This thesis examines the Schultz Fire as a case study to explain the complex history of fire suppression management in America’s forests, and to gain further understanding of how management practices have affected the increase in fire severity levels and how forests respond to such a disturbance. The thesis objectives were: (1) to analyze the causes of the fire severity of the Schultz Fire, especially: topography, fuels, or weather; (2); to examine the possible correlation between fire severity and tree density; (3) to investigate whether post-fire species richness was related to fire severity two years after the Schultz Fire; (4) to investigate whether post-fire plant species richness, plant cover, and tree regeneration was related to fire severity two years after the Schultz Fire; and (5) to interlink and convey how these factors relate to the history of fire management and policy and public perception.
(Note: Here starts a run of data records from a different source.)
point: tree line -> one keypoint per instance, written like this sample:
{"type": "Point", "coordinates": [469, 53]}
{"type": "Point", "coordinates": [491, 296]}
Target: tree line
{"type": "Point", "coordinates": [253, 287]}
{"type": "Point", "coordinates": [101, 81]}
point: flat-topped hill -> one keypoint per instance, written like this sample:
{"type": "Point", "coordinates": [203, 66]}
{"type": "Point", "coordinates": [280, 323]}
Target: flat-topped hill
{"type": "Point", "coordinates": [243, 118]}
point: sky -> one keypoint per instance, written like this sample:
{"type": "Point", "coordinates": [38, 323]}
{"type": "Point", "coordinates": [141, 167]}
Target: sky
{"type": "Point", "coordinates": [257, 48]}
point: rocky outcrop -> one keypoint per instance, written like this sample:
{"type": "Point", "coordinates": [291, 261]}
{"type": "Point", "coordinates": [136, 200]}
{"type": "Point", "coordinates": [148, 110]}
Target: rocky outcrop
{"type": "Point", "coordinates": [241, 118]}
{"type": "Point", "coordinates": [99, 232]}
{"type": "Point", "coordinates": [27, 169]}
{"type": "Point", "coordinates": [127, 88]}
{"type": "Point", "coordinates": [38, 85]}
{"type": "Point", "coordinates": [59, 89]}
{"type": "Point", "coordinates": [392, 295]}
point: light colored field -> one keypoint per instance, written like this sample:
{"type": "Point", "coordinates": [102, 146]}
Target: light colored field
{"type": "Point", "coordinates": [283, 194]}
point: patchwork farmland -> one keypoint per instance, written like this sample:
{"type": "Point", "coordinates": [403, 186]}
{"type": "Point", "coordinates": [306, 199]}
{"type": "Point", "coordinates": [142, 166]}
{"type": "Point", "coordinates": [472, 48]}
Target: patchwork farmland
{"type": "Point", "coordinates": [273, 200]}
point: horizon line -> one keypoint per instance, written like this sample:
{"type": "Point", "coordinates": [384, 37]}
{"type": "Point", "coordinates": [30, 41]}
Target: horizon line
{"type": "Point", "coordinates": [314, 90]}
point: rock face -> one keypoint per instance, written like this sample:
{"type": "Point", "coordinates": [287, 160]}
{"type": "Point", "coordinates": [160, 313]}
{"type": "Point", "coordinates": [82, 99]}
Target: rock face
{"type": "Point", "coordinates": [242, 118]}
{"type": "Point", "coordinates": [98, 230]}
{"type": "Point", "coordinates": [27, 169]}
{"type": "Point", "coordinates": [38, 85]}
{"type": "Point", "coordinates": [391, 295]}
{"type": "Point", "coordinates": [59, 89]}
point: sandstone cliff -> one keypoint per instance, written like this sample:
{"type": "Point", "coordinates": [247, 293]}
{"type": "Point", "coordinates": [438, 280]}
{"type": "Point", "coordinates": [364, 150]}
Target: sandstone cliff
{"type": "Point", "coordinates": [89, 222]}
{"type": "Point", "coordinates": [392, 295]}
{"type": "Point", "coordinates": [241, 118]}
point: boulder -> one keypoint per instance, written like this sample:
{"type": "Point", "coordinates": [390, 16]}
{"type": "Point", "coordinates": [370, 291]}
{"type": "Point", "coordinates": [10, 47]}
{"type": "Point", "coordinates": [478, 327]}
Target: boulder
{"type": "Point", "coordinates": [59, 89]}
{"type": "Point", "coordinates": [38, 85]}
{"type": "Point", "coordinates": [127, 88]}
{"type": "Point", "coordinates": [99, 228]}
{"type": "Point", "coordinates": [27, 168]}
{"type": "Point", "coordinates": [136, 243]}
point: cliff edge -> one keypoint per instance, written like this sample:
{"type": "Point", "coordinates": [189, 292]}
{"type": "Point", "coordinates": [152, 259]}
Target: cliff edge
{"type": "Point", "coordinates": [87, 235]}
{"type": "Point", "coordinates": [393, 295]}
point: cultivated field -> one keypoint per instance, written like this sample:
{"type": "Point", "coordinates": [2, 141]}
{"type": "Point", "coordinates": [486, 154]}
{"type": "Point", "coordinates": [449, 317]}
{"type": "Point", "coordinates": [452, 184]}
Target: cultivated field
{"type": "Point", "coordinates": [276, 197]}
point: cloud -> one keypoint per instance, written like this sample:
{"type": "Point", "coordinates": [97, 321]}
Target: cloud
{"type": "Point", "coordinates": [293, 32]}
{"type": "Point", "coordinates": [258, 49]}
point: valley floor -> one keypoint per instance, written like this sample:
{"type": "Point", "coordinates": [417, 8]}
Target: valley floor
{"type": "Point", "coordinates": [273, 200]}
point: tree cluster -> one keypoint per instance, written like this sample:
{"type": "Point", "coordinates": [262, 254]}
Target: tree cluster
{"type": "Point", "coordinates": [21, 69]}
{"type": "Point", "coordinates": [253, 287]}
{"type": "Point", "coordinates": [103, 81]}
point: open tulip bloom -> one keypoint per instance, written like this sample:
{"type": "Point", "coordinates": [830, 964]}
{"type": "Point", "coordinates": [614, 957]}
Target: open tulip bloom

The history of fire related policy and management has significantly changed the dynamics of America's national parks and forests. Understanding the larger context of this history, both of national fire management and of the effects of language and perception on policy and public reaction, is part of understanding the Schultz Fire as a whole.
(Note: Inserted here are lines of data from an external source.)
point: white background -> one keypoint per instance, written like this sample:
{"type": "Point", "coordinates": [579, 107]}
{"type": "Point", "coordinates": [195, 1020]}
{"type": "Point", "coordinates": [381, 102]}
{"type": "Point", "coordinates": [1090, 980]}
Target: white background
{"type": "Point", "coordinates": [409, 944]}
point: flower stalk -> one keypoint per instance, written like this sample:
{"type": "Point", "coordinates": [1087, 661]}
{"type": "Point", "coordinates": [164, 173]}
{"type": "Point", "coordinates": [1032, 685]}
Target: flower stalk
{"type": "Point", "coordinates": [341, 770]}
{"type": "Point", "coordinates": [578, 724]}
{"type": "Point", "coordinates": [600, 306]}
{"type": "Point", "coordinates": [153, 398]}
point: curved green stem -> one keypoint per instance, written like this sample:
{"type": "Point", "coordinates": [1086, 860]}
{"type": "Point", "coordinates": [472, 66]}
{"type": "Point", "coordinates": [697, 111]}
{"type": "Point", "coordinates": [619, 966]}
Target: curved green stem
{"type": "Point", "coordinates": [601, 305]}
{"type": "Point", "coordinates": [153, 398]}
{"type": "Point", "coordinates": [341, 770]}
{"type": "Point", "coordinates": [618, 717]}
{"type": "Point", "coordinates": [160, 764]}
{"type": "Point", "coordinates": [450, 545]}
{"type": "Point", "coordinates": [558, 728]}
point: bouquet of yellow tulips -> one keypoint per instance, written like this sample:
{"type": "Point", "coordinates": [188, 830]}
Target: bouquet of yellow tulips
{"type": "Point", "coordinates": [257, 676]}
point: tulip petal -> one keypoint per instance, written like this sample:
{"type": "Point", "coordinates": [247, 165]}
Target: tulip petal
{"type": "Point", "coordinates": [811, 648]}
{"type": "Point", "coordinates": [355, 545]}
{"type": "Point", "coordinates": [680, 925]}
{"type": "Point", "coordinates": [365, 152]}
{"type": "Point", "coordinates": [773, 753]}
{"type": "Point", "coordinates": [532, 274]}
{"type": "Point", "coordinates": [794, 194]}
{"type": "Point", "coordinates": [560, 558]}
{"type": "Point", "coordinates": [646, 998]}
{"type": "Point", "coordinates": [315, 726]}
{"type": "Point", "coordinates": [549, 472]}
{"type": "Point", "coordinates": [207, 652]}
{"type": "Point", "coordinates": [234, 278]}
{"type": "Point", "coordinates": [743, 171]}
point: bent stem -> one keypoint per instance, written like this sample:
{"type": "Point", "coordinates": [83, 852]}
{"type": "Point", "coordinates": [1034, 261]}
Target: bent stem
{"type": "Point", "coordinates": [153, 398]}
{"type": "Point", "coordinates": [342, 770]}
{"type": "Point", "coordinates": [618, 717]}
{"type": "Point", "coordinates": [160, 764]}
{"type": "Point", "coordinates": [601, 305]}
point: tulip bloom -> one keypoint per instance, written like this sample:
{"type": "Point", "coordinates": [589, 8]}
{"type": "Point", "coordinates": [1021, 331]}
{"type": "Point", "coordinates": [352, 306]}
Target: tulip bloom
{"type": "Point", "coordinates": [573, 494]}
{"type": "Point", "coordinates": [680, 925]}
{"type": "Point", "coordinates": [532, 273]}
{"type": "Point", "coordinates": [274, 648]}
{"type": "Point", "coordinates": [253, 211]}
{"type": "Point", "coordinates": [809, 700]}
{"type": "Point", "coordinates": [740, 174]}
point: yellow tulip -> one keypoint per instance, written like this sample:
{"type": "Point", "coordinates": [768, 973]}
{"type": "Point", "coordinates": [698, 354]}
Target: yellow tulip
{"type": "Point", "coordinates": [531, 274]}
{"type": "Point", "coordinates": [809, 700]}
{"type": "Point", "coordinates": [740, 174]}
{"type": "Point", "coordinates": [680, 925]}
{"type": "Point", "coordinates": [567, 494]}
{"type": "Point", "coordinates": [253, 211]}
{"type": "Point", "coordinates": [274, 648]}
Based on modeling, high winds combined with the presence of high surface fuel load were the main causes of the Schultz Fire's high fire severity levels. As fire severity increased there was a statistically significant increase in species richness. Severity level had little variation on percentage of cover by plants. No statistically significant relationship between tree density and fire severity levels was found.
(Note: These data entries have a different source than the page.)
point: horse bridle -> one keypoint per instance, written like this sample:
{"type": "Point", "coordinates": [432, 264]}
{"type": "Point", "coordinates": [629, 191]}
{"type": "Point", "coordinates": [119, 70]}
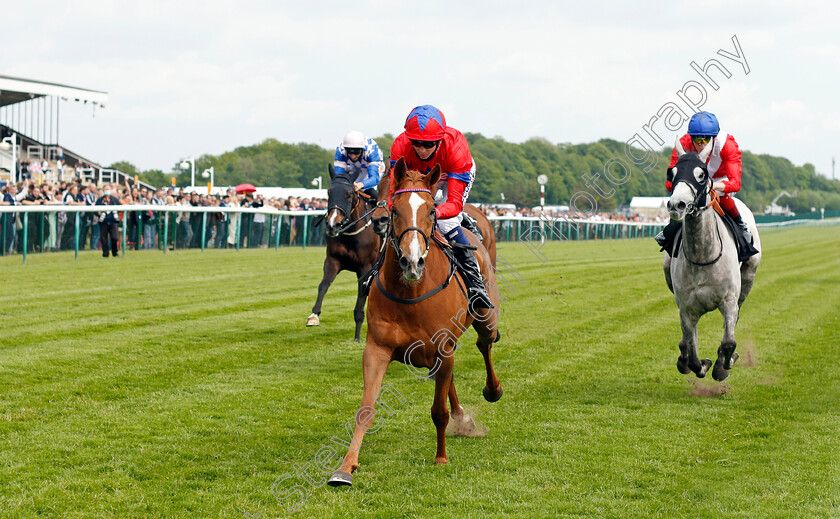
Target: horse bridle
{"type": "Point", "coordinates": [695, 208]}
{"type": "Point", "coordinates": [345, 225]}
{"type": "Point", "coordinates": [395, 241]}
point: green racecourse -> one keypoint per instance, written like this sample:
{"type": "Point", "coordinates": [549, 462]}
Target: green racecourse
{"type": "Point", "coordinates": [184, 385]}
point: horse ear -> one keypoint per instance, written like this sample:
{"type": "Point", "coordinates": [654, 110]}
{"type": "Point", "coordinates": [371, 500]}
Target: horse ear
{"type": "Point", "coordinates": [434, 176]}
{"type": "Point", "coordinates": [399, 170]}
{"type": "Point", "coordinates": [679, 148]}
{"type": "Point", "coordinates": [707, 150]}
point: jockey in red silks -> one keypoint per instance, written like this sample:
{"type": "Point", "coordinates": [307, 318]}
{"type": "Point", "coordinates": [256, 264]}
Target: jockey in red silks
{"type": "Point", "coordinates": [724, 164]}
{"type": "Point", "coordinates": [427, 142]}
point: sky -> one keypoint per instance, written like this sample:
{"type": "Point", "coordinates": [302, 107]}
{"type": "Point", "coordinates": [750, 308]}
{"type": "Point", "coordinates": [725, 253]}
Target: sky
{"type": "Point", "coordinates": [191, 78]}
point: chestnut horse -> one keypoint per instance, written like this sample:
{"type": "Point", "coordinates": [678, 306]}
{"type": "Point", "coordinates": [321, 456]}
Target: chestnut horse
{"type": "Point", "coordinates": [351, 243]}
{"type": "Point", "coordinates": [488, 234]}
{"type": "Point", "coordinates": [415, 315]}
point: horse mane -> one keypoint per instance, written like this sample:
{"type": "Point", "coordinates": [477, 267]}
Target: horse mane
{"type": "Point", "coordinates": [412, 176]}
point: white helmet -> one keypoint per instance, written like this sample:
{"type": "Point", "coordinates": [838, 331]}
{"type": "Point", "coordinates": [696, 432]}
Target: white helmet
{"type": "Point", "coordinates": [354, 139]}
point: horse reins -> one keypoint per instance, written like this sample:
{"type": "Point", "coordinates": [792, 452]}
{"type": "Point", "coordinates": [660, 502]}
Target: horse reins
{"type": "Point", "coordinates": [693, 211]}
{"type": "Point", "coordinates": [395, 243]}
{"type": "Point", "coordinates": [343, 229]}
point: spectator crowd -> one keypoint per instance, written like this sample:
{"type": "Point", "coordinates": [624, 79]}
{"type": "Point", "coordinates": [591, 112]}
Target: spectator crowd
{"type": "Point", "coordinates": [55, 231]}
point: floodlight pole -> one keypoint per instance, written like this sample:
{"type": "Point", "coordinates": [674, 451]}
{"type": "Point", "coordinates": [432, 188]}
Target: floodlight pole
{"type": "Point", "coordinates": [212, 173]}
{"type": "Point", "coordinates": [183, 165]}
{"type": "Point", "coordinates": [12, 140]}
These findings underline the need for fuel treatments in southwest Ponderosa Pine forests, and effective cooperation between communities, managers, and ecologists. The Schultz
Fire serves as an example in understanding the intricacies of how history affects the present and future of fire management. How fire has been managed and portrayed in the past has left an indelible mark on how fire is presently viewed. Without a clear understanding of the history of fire management and the role of fire in the ecology, future policies towards fire will be unable to account for and manage for the diversity of ecosystems and fires effects on those ecosystems across the United States.